# Philips Brenner 1640P nicht erkannt!



## LostProphet (12. Februar 2005)

Servus.

 Habe meinen alten Brenner ausgewechselt und das besagte Modell eingebaut. Auf Slave gejumpert, wie auch das vorherige Modell. Problem ist nun, das der Brenner zwar richtig erkannt und angezeigt wird unter Hardware-Manager, aber bei den Programmen zum Brenner nicht! Nero z.B. frag mich, wenn ich es öffne, Choose Recorder, aber keiner zur Auswahl. Mit dem anderen Modell lief alles einwandfrei, war genauso gejumpert. Zugreifen auf das Laufwerk kann ich wenn eine Spiele CD o.ä. drin ist.
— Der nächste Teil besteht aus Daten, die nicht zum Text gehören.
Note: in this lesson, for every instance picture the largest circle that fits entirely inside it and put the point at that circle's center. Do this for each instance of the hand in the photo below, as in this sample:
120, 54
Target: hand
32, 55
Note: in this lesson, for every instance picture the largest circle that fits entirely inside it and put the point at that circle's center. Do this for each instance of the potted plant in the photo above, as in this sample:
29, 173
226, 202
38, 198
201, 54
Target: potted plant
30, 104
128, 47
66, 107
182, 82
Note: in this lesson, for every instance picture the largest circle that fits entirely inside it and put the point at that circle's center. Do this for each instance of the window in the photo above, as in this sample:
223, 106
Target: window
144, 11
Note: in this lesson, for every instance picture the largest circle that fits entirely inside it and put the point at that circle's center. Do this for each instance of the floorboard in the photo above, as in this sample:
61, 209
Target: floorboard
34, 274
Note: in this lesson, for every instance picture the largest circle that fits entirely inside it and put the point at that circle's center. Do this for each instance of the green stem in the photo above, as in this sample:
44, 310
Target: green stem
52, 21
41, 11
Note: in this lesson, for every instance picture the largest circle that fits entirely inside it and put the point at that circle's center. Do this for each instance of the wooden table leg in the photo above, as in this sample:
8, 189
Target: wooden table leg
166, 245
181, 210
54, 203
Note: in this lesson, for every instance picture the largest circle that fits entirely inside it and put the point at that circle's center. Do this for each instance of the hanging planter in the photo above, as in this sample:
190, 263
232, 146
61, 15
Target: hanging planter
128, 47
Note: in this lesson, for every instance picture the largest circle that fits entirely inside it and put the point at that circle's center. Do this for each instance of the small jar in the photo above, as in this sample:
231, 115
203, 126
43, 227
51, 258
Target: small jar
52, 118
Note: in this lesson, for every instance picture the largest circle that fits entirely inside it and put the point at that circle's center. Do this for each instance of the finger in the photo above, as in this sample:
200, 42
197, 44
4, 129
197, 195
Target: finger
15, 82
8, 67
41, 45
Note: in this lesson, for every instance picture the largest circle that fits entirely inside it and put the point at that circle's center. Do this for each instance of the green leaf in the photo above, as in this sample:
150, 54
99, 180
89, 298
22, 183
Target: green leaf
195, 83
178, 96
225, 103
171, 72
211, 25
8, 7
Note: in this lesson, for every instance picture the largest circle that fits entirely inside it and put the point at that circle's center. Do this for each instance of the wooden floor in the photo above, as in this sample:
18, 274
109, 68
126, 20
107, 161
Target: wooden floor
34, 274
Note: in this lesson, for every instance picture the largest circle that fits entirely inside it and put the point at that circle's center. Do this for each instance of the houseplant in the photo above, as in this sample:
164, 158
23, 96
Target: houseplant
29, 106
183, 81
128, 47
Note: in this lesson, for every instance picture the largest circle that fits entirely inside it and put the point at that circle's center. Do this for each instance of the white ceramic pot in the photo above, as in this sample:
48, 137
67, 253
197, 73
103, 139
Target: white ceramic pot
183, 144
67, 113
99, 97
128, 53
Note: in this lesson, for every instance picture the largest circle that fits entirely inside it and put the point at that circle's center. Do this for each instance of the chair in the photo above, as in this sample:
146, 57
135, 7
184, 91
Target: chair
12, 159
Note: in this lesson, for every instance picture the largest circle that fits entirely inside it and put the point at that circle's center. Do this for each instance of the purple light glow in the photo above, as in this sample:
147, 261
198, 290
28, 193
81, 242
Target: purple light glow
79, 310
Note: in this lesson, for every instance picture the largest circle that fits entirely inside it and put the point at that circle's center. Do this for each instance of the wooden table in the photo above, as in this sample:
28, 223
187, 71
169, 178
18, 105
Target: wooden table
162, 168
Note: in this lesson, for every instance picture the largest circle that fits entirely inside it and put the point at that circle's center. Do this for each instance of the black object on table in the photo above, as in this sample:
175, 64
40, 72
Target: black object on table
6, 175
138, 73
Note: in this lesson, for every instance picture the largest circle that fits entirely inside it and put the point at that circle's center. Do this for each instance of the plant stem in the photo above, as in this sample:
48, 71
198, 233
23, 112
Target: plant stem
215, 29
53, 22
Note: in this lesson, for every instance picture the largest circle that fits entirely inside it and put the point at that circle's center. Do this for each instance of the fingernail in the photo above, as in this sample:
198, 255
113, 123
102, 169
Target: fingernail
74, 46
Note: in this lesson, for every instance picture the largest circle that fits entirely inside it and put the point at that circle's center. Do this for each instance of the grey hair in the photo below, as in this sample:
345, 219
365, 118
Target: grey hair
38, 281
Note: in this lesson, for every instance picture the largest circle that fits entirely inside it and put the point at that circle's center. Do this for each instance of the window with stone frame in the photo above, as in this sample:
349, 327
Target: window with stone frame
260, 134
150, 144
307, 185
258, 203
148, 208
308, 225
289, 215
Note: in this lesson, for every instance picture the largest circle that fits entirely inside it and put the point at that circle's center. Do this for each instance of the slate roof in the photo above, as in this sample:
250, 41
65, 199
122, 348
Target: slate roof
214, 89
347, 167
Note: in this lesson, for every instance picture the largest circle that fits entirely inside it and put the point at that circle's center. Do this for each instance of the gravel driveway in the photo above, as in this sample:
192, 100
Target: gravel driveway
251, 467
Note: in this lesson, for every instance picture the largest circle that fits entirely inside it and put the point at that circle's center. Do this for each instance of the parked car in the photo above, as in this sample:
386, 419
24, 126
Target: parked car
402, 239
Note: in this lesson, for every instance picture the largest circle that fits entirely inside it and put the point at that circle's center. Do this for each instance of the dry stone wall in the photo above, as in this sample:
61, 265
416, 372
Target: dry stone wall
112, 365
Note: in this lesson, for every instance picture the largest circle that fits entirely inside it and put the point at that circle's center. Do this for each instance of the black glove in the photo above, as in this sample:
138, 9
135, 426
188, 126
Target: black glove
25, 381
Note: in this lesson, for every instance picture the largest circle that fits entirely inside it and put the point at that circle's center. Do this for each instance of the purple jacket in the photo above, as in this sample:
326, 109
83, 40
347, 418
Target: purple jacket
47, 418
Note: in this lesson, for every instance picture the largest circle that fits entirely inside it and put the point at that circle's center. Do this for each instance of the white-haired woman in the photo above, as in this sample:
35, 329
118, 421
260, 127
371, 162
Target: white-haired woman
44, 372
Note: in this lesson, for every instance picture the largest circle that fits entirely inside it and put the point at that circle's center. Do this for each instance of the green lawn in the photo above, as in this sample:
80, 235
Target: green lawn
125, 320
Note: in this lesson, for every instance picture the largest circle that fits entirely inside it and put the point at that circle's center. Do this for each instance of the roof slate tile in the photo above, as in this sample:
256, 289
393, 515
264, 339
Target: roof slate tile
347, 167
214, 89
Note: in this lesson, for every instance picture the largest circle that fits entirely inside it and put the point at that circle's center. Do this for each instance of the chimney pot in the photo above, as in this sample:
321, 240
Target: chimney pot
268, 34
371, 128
   Wo liegt denn da das Problem?

   MfG

   LP


----------



## Sinac (12. Februar 2005)

das Laufwerk denn unter Windows vernünftig?
Also ich denke deine NERO-Version ist das Problem und erkennt den Brenner nicht. Lad mal ein Update von Ahead.


----------



## LostProphet (12. Februar 2005)

wie, unter windows vernünftig?

 Ich versuchs mal mit nem update.


----------



## LostProphet (12. Februar 2005)

update hat nix gebracht .


----------



## Sinac (12. Februar 2005)

Ob du unter Windows drauf zugreifen kannst.
Hast du die 6er?
Ich hatte neulich beim Kunden auch nen Brenner der von NERO 5 nicht erkannt wurde, mit der 6 ging es.


----------



## LostProphet (12. Februar 2005)

Ich hab im Moment noch die 5er, hau sie aber gerade runter und probiers mit der 6er.

 Ja, kann unter Windows drauf zugreifen.


----------



## Sinac (12. Februar 2005)

Also wenns eine neuerer Brenner ist kanns gut daran liegen


----------



## LostProphet (12. Februar 2005)

Der Brenner ist von November 2004 .

 Jetzt scheint es zu funktionieren, wußte gar nicht das Nero da so Zicken macht.

 thx


----------



## Sinac (12. Februar 2005)

Na dann herzlichen Glückwunsch


----------